By KARL RITTER and DINO HAZELL
Associated Press
KYIV, Ukraine (AP) -- The Pentagon on Thursday released video of what it said was a Russian fighter jet dumping fuel on a U.S. Air Force surveillance drone before the warplane clipped the drone's propeller in international airspace, leading to its crash in the Black Sea and raising tensions between Moscow and Washington over the war in Ukraine.
Poland, meanwhile, said it's giving Ukraine a dozen MiG-29 fighter jets, becoming the first NATO member to fulfill Kyiv's increasingly urgent requests for warplanes.
The U.S. military's declassified 42-second color footage shows a Russian Su-27 approaching the back of the MQ-9 Reaper drone and releasing fuel as it passes, the Pentagon said. Dumping the fuel appeared to be aimed at blinding the drone's optical instruments to drive it from the area.
On a second approach, either the same jet or another Russian fighter that had been shadowing the MQ-9 struck the drone's propeller, damaging a blade, according to the U.S. military, which said it then ditched the unmanned aircraft in the sea.
Russia said its fighters didn't strike the drone and claimed the unmanned aerial vehicle went down after making a sharp maneuver.
Asked Thursday if Russia would try to recover the drone debris, Kremlin spokesman Dmitry Peskov told reporters the decision was up to the military. "If they consider it necessary to do so in the Black Sea for the benefit of our interests and our security, they will do it," he said.
U.S. officials have expressed confidence that nothing of military value would remain from the drone even if Russia managed to retrieve the wreckage. They left open the possibility of trying to recover portions of the downed $32 million aircraft, which they said crashed into waters that were 4,000 to 5,000 feet (1,200 to 1,500 meters) deep.
Russia and NATO member countries routinely intercept each other's warplanes, but the drone incident marked the first time since the Cold War that a U.S. aircraft went down during such a confrontation, raising concerns it could bring the United States and Russia closer to a direct conflict.
Moscow has repeatedly voiced concern about U.S. intelligence flights near the Crimean Peninsula, which Russia seized from Ukraine in 2014 and illegally annexed.
The Kremlin argues that by providing weapons to Ukraine and sharing intelligence information with Kyiv, the U.S. and its allies have effectively become engaged in the war, now in its 13th month.
Such U.S. actions "are fraught with escalation of the situation in the Black Sea area," the Defense Ministry said, warning that Moscow "will respond in kind to all provocations."
The MQ-9, which has a 66-foot (20-meter) wingspan, includes a ground control station and satellite equipment. It is capable of carrying munitions, but Air Force Brig. Gen. Pat Ryder, a Pentagon spokesperson, would not say whether the ditched drone had been armed.

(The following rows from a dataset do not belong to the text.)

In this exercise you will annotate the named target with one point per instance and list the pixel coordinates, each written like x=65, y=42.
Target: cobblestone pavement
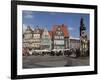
x=53, y=61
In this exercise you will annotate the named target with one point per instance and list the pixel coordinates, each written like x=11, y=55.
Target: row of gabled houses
x=57, y=38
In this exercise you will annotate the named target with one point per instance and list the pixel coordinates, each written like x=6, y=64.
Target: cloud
x=52, y=13
x=28, y=14
x=70, y=28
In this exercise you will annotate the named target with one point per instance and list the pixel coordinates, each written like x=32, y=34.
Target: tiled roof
x=50, y=33
x=64, y=29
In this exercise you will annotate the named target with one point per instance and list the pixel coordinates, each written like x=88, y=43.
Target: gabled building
x=83, y=38
x=74, y=43
x=60, y=37
x=46, y=40
x=27, y=37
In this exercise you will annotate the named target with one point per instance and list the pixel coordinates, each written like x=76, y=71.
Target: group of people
x=70, y=52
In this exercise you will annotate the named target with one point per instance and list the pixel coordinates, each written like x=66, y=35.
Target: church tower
x=83, y=38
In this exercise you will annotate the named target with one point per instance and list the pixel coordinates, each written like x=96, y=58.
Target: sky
x=48, y=19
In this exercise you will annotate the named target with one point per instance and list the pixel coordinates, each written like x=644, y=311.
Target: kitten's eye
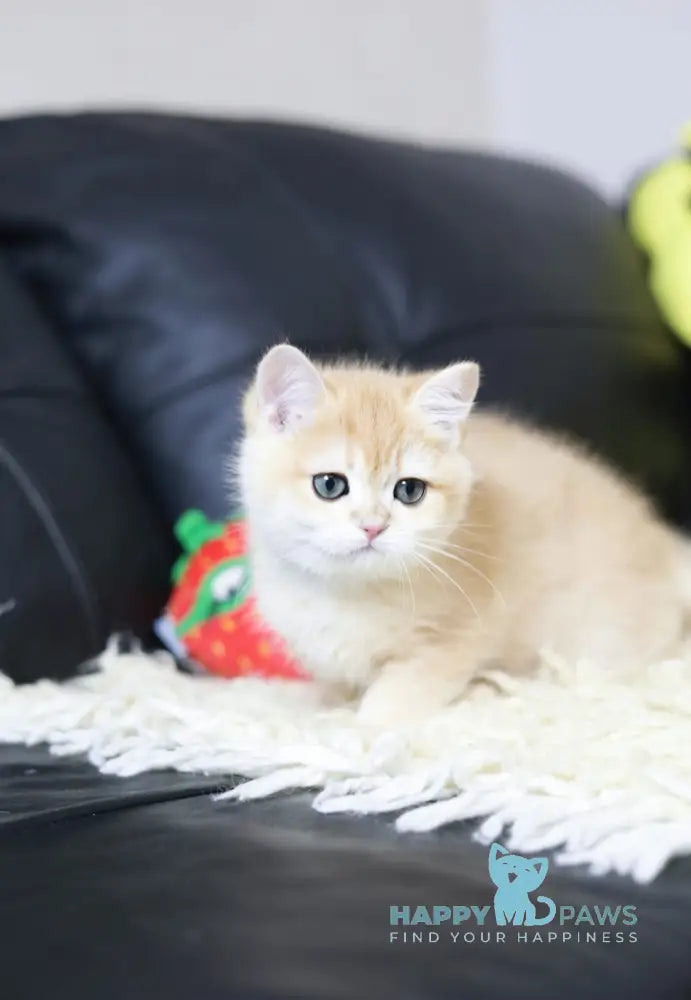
x=410, y=490
x=330, y=485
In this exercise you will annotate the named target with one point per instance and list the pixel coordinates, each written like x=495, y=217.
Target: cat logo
x=515, y=878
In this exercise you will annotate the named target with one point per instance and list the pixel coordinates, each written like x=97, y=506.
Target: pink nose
x=373, y=530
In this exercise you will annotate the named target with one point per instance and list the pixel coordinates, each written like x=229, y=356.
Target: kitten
x=398, y=545
x=515, y=877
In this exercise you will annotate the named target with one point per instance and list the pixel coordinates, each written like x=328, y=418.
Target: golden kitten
x=398, y=545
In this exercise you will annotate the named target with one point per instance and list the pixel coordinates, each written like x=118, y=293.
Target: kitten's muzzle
x=373, y=530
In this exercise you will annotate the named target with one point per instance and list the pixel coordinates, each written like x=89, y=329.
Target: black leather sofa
x=145, y=262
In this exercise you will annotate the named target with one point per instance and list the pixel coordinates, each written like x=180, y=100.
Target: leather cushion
x=171, y=251
x=83, y=553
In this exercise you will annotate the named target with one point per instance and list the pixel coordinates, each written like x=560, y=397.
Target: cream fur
x=521, y=542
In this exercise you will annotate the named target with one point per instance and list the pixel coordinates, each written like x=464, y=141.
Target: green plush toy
x=659, y=218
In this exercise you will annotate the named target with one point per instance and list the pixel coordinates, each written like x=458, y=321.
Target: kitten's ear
x=288, y=387
x=447, y=397
x=496, y=851
x=540, y=865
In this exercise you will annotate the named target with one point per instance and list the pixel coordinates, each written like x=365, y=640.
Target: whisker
x=468, y=565
x=432, y=565
x=410, y=587
x=460, y=548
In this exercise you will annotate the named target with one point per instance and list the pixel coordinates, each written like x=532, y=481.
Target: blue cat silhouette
x=515, y=877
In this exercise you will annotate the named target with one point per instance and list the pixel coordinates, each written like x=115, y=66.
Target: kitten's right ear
x=288, y=387
x=496, y=851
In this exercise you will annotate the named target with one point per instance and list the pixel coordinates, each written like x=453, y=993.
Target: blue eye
x=330, y=485
x=410, y=491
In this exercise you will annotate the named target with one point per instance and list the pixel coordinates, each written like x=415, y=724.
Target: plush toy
x=659, y=218
x=210, y=620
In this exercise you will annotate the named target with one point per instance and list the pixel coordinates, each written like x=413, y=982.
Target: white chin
x=353, y=564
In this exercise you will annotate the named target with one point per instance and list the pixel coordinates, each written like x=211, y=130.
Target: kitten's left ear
x=288, y=387
x=447, y=397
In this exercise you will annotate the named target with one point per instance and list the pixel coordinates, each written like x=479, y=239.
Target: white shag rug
x=571, y=759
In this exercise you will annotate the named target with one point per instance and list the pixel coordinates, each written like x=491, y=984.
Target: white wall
x=409, y=67
x=601, y=86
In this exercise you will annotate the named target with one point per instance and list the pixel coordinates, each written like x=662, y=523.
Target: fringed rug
x=570, y=759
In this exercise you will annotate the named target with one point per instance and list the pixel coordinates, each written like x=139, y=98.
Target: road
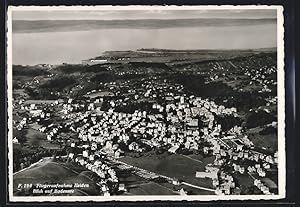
x=166, y=177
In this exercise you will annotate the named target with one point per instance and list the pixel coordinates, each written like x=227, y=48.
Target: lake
x=73, y=46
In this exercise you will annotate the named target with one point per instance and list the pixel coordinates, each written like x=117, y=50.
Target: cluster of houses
x=175, y=120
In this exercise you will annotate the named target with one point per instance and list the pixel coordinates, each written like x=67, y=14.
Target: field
x=175, y=166
x=150, y=188
x=38, y=139
x=51, y=172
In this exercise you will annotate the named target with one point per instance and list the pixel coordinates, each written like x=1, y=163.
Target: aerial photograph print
x=136, y=103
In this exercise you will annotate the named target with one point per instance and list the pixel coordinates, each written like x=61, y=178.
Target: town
x=186, y=129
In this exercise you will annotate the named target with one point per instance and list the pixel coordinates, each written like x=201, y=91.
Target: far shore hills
x=168, y=56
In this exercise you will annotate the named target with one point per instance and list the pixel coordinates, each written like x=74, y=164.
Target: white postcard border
x=281, y=109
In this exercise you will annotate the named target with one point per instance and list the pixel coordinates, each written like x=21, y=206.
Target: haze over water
x=56, y=46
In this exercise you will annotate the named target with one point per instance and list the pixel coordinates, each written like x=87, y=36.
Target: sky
x=142, y=14
x=78, y=42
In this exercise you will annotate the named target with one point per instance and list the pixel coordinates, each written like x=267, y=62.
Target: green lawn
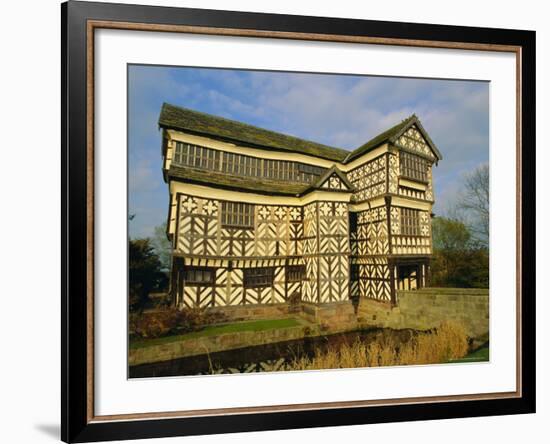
x=268, y=324
x=480, y=355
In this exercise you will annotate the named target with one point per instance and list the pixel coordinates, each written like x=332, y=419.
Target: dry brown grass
x=448, y=341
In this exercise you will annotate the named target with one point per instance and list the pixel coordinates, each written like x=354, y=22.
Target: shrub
x=448, y=341
x=171, y=321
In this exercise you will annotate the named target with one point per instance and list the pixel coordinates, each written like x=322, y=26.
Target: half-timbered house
x=259, y=217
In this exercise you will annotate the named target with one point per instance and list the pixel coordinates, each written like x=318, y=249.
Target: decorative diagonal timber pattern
x=334, y=183
x=411, y=245
x=372, y=232
x=369, y=179
x=374, y=279
x=393, y=173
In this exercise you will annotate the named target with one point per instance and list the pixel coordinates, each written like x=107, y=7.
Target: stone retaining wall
x=427, y=308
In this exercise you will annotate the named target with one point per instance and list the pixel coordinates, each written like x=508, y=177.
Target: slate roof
x=175, y=117
x=200, y=123
x=234, y=182
x=391, y=135
x=333, y=170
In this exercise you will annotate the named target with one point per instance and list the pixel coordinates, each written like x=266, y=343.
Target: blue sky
x=338, y=110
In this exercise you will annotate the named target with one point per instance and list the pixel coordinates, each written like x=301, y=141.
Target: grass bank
x=480, y=355
x=214, y=330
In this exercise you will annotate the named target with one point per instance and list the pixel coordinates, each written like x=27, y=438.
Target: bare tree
x=475, y=202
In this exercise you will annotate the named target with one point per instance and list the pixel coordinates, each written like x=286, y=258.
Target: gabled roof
x=334, y=170
x=391, y=135
x=195, y=122
x=179, y=118
x=234, y=182
x=254, y=184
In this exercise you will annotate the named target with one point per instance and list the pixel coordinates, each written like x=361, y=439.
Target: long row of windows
x=410, y=222
x=413, y=167
x=237, y=214
x=253, y=277
x=239, y=164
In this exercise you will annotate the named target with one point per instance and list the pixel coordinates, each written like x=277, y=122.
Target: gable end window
x=410, y=222
x=413, y=167
x=258, y=277
x=199, y=276
x=295, y=273
x=237, y=214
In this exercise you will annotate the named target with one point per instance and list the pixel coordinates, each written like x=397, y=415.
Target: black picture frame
x=76, y=328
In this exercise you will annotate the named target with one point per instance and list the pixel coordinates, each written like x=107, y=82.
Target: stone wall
x=427, y=308
x=254, y=311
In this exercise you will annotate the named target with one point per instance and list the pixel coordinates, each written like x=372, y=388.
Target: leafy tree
x=145, y=273
x=474, y=202
x=458, y=261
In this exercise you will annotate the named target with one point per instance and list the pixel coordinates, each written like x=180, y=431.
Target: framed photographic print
x=276, y=221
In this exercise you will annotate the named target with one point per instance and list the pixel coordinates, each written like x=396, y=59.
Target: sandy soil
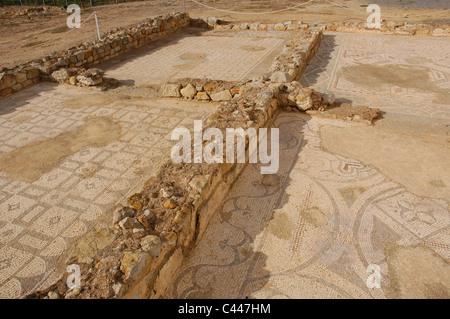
x=25, y=37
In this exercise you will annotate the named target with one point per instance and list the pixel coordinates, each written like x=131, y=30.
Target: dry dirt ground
x=29, y=36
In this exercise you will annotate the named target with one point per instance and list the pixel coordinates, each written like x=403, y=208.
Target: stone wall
x=113, y=44
x=209, y=188
x=161, y=224
x=399, y=28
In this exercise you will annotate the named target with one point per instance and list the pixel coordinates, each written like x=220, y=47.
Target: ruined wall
x=393, y=28
x=113, y=44
x=161, y=224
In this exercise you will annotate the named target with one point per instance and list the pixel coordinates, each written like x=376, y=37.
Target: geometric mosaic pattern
x=39, y=220
x=313, y=232
x=341, y=50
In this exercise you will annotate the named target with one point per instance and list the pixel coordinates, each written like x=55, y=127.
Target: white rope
x=236, y=12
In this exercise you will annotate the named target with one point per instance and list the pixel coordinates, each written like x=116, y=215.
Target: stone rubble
x=89, y=54
x=161, y=224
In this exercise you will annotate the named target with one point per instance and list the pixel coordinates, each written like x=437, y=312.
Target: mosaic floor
x=228, y=58
x=314, y=231
x=340, y=51
x=39, y=219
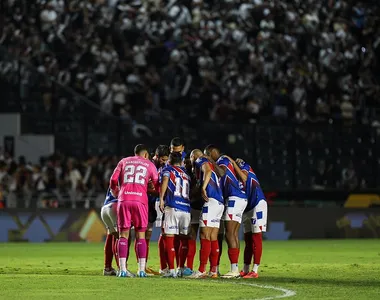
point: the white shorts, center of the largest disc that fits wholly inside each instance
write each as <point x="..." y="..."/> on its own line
<point x="176" y="221"/>
<point x="234" y="209"/>
<point x="159" y="218"/>
<point x="212" y="212"/>
<point x="255" y="220"/>
<point x="195" y="216"/>
<point x="109" y="217"/>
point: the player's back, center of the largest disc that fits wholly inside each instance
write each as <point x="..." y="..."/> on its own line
<point x="177" y="194"/>
<point x="109" y="198"/>
<point x="213" y="188"/>
<point x="135" y="174"/>
<point x="230" y="183"/>
<point x="253" y="188"/>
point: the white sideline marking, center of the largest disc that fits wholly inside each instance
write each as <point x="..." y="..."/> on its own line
<point x="285" y="292"/>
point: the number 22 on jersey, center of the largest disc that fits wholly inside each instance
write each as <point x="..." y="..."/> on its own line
<point x="134" y="174"/>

Polish President Andrzej Duda said Warsaw would give Ukraine four Soviet-made MiG-29s "within the next few days" and that the rest needed servicing and would be supplied later. The Polish word he used to describe the total number of warplanes can mean between 11 and 19.
"They are in the last years of their functioning but they are in good working condition," Duda added. He did not say whether other countries would follow suit, although Slovakia has said it would send Ukraine its disused MiGs.
While Ukrainian President Volodymyr Zelenskyy has pleaded for fighter jets from the West, NATO allies have expressed hesitancy.
Before Russia's full-scale invasion in February 2022, Ukraine had several dozen MiG-29s it inherited in the 1991 demise of the Soviet Union, but it's unclear how many of them remain in service after more than a year of fighting.
In other developments, a court in Russia on Thursday affirmed the right of a man mobilized to fight in Ukraine to perform an alternative form of civil service due to his stated religious beliefs, setting a precedent that could persuade more reluctant draftees to try to get out of military service.
Russian President Vladimir Putin ordered a call-up of army reservists in September. Although officials said 300,000 men were drafted as planned, the mobilization also spurred resistance. Tens of thousands of men fled the country, and some of those who stayed ignored their summons.
Also, a report from a U.N.-backed inquiry released Thursday states that Russian attacks against civilians in Ukraine, including systematic torture and killing in occupied regions, amount to war crimes and possibly crimes against humanity.
"There were elements of planning and availability of resources which indicate that the Russian authorities may have committed torture as crimes against humanity," said Erik Møse, a former Norwegian Supreme Court and European Court of Human Rights judge who led the investigation.